TEMPO.CO, Jakarta - Sekretaris Jenderal Perhimpunan Hotel dan Restoran Indonesia atau PHRI Maulana Yusran menyampaikan sejumlah masalah terkait pungutan royalti atas penggunaan lagu dan musik selama ini. Salah satunya karena ada tagihan ganda saat pembayaran royalti.
"Ini harus diselesaikan, pemerintah harusnya hadir," kata Maulana saat dihubungi di Jakarta, Kamis, 8 April 2021.
Masalah ini disampaikan Maulana setelah terbitnya Peraturan Pemerintah (PP) Nomor 56 Tahun 2021 tentang Pengelolaan Royalti Hak Cipta Lagu dan/atau Musik.

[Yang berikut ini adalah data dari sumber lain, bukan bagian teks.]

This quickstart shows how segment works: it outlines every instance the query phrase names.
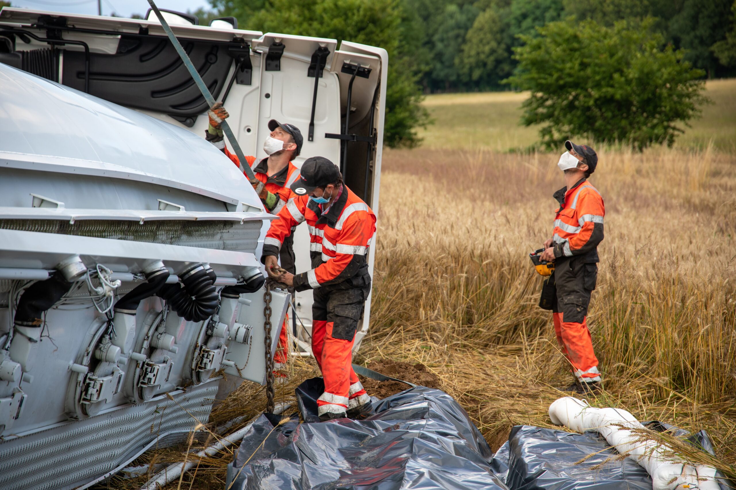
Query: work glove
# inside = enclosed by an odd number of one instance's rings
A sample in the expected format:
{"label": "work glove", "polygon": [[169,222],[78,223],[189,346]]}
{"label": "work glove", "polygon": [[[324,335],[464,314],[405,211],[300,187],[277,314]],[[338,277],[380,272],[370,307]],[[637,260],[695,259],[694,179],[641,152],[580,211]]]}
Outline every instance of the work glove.
{"label": "work glove", "polygon": [[230,116],[225,108],[222,107],[222,103],[215,102],[214,105],[210,107],[210,110],[207,111],[207,115],[210,118],[210,125],[207,128],[207,131],[211,134],[222,136],[222,129],[220,129],[220,126],[222,124],[222,121]]}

Beleid tersebut diteken Presiden Joko Widodo atau Jokowi pada 30 Maret 2021.
Baca Juga: Keberatan Pengusaha Hotel Soal PP Royalti Lagu dan Musik
Maulana bercerita bahwa pengusaha hotel sebenarnya tidak pernah keberatan atas pembayaran royalti. Sebab, mereka selama ini juga sudah melakukan pembayaran usia adanya kesepakatan dengan Lembaga Manajemen Kolektif Nasional (LMKN) sejak 2016. "Kami sudah sepakat polanya," kata dia.
Dikutip dari PP 56, LMKN adalah:
lembaga bantu pemerintah nonAPBN yang dibentuk oleh Menteri berdasarkan
Undang-Undang mengenai Hak Cipta yang memiliki kewenangan untuk menarik, menghimpun, dan mendistribusikan Royalti serta mengelola kepentingan
hak ekonomi Pencipta dan pemilik Hak Terkait di bidang lagu dan/atau musik.
Tapi di luar LMKN, ada juga yang namanya Lembaga Manajemen Kolektif (LMK). Berdasarkan PP 56, LMK adalah:
institusi yang berbentuk badan
hukum nirlaba yang diberi kuasa oleh Pencipta, Pemegang Hak Cipta, dan/atau pemilik Hak Terkait guna mengelola hak ekonominya dalam bentuk menghimpun dan mendistribusikan Royalti.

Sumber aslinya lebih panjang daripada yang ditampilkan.